You can hire a solar contractor who can assess your property to determine its solar capacity and the number of solar energy systems that should be designed for maximum efficiency.
They will consider all shading factors when creating your home plan to get the most out of your investment.
The Pmax Temperature Coefficient (TC) found on the solar panel's datasheet indicates how per degree change on either side affects efficiency.
To find out how much power you will lose to heat in the summertime, multiply the Pmax by the difference between the actual temperature of the solar panels and the standard test temperature (25C / 77F).
Typical losses during the hottest part of the summer will range from 2% to 6%.
This means an older 18% efficiency solar panel could lose up to 1/3 of its power-generating capability, but a highly efficient modern set of panels may only lose 12%.
4 Tips to Keep Your Solar Panels Cool & Efficient
Keeping solar panels cool isn't rocket science.
But you can do a few things to keep your solar panels running efficiently, as follows:
1) Elevate your panels off the ground to allow proper airflow around the boards and away from the sun. This helps prevent overheating.

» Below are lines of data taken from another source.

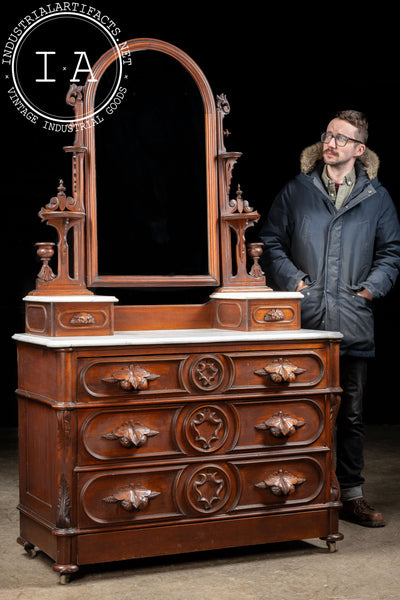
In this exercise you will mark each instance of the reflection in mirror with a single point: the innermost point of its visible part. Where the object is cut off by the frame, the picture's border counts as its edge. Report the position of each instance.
(151, 174)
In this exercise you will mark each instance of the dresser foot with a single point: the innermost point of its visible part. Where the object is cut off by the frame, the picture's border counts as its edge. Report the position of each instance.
(28, 547)
(332, 539)
(65, 572)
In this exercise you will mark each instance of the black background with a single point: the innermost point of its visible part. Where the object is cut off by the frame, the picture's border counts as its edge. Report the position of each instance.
(285, 70)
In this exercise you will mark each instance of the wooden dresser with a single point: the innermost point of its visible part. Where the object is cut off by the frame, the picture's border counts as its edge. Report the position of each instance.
(153, 430)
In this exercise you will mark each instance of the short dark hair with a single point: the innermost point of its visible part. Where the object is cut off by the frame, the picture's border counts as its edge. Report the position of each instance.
(357, 119)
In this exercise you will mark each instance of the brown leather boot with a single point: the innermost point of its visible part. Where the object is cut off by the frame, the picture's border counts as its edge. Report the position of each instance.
(360, 512)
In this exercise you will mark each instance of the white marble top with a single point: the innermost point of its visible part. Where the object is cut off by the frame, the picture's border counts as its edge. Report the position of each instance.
(256, 295)
(175, 336)
(72, 298)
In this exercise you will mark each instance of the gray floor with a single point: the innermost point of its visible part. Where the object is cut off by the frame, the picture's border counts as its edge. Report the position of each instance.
(366, 565)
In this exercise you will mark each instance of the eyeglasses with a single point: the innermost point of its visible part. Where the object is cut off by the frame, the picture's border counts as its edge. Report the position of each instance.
(340, 139)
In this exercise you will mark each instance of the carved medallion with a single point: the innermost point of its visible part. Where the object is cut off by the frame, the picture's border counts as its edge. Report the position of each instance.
(131, 377)
(131, 434)
(208, 489)
(281, 424)
(281, 370)
(206, 428)
(281, 483)
(132, 497)
(207, 373)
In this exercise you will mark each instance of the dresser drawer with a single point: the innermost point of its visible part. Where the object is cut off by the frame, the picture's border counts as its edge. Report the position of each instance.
(130, 377)
(200, 428)
(282, 423)
(207, 489)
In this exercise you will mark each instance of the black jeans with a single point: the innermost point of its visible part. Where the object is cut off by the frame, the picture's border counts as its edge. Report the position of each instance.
(350, 429)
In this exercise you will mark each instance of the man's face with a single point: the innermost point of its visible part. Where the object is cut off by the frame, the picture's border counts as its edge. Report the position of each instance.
(342, 155)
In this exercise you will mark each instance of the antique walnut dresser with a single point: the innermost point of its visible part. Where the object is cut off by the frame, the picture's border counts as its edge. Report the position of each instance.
(154, 429)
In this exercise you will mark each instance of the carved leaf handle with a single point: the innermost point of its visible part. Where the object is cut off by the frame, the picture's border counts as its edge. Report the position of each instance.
(281, 370)
(281, 424)
(131, 377)
(131, 434)
(281, 483)
(132, 497)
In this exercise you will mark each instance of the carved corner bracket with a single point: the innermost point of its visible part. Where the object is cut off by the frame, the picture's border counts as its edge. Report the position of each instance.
(236, 216)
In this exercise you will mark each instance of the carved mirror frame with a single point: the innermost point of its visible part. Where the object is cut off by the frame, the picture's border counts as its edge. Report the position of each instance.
(94, 279)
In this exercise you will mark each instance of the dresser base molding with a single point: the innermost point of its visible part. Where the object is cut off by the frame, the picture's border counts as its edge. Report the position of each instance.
(135, 543)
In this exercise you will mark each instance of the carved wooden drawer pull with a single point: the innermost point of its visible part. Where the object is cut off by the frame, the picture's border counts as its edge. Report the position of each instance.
(275, 314)
(281, 483)
(131, 377)
(132, 497)
(281, 424)
(131, 434)
(281, 370)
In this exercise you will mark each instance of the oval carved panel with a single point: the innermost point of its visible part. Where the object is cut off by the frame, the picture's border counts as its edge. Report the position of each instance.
(206, 373)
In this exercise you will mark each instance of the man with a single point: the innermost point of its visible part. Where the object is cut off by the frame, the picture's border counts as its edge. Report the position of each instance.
(333, 233)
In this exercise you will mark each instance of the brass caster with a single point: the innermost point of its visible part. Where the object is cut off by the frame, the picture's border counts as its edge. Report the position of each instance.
(331, 546)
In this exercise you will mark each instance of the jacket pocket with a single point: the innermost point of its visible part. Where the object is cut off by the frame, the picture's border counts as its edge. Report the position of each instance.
(356, 323)
(312, 307)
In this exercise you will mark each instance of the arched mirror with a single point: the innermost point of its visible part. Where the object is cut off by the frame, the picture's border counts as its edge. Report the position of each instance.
(150, 173)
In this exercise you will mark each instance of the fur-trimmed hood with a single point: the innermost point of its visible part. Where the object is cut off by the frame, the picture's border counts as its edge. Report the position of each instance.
(312, 154)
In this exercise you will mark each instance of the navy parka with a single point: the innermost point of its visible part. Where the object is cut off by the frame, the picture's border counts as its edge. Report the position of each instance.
(336, 252)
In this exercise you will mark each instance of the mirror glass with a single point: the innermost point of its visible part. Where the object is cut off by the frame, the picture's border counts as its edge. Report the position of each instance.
(152, 206)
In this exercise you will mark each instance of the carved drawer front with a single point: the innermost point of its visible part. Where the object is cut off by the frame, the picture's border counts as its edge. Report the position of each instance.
(128, 496)
(109, 435)
(286, 369)
(286, 423)
(130, 377)
(197, 429)
(282, 482)
(127, 378)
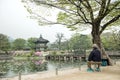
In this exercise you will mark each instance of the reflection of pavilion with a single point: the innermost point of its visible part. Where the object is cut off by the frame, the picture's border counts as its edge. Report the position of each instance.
(40, 44)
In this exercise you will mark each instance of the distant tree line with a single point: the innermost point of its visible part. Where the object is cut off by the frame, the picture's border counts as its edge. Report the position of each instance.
(77, 43)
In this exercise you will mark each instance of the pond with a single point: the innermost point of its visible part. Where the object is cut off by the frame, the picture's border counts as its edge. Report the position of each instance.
(11, 68)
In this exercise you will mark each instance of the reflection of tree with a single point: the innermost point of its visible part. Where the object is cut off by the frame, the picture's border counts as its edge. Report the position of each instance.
(23, 66)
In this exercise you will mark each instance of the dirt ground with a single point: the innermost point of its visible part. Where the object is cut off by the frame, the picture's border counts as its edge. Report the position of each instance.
(107, 73)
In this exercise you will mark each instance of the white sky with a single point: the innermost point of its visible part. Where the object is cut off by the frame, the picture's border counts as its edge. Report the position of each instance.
(15, 23)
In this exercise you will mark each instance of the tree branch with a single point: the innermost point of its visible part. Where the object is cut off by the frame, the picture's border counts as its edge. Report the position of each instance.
(109, 22)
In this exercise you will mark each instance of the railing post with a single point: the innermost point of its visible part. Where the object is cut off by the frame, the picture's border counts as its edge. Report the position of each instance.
(19, 75)
(80, 63)
(56, 71)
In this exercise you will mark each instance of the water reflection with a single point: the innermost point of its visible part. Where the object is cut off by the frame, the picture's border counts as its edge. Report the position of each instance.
(12, 67)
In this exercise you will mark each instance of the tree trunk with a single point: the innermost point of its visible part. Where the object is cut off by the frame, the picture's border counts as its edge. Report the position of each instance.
(96, 39)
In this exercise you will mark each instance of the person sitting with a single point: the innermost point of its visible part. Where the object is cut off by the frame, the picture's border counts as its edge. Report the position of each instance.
(94, 58)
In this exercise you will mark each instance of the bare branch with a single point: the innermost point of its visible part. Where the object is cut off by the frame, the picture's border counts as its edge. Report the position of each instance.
(109, 22)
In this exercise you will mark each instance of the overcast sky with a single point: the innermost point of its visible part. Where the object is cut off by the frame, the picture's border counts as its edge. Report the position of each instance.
(14, 22)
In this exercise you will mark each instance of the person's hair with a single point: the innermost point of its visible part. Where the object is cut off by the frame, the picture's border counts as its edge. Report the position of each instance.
(95, 46)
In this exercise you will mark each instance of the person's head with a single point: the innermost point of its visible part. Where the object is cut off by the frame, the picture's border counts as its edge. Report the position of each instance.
(95, 46)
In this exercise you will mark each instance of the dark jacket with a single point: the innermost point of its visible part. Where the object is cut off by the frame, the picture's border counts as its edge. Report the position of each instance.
(95, 55)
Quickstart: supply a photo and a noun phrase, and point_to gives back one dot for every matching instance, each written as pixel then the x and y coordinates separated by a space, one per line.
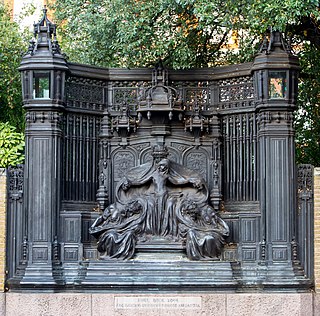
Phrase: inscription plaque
pixel 158 302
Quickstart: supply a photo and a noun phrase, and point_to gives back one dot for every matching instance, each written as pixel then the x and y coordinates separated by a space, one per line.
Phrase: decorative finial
pixel 273 40
pixel 45 37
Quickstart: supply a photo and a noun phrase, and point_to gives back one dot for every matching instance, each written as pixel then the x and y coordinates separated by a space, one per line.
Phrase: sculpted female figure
pixel 161 200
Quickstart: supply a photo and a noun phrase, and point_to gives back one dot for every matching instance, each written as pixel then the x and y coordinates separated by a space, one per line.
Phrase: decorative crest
pixel 274 40
pixel 45 37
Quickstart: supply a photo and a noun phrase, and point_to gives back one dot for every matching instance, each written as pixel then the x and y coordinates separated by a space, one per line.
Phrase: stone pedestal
pixel 174 304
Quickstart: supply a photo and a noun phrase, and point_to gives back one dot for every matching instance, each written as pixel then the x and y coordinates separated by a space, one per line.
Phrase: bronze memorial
pixel 155 179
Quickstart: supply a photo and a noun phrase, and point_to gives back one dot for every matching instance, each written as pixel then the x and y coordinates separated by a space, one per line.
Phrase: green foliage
pixel 196 33
pixel 184 33
pixel 11 146
pixel 11 48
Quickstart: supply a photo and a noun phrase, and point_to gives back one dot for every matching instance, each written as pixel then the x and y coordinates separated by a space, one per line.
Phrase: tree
pixel 196 33
pixel 11 146
pixel 11 48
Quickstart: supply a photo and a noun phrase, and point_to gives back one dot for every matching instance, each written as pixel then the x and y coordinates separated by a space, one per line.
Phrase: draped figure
pixel 160 200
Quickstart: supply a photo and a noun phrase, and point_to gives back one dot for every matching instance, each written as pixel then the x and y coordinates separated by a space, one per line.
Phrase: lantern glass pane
pixel 41 85
pixel 277 84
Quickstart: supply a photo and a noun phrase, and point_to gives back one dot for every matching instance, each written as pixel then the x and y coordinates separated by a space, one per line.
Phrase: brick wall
pixel 317 228
pixel 3 195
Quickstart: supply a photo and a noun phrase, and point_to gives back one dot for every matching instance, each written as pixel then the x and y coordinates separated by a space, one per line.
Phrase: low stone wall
pixel 222 304
pixel 3 201
pixel 280 304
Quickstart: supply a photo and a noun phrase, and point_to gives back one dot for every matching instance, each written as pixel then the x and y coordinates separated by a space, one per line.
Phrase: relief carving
pixel 160 200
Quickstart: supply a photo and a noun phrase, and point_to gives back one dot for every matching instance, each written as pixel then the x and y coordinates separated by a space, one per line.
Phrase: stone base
pixel 174 304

2) Buy Polycrystalline panels. Poly solar panels tend to run cooler than monocrystalline panels because they're less reflective. In addition, black mono panels absorb more light energy, causing them to heat faster.
3) Install a temperature gauge near your panels. It can help determine whether they're operating too hot or cold. You can then adjust power consumption as needed.
4) When installing a new solar array, leave enough space between panels to avoid overheating. Also, keep in mind that the sun moves throughout the sky as the seasons change, so your panels won't receive the same amount of sunlight year-round.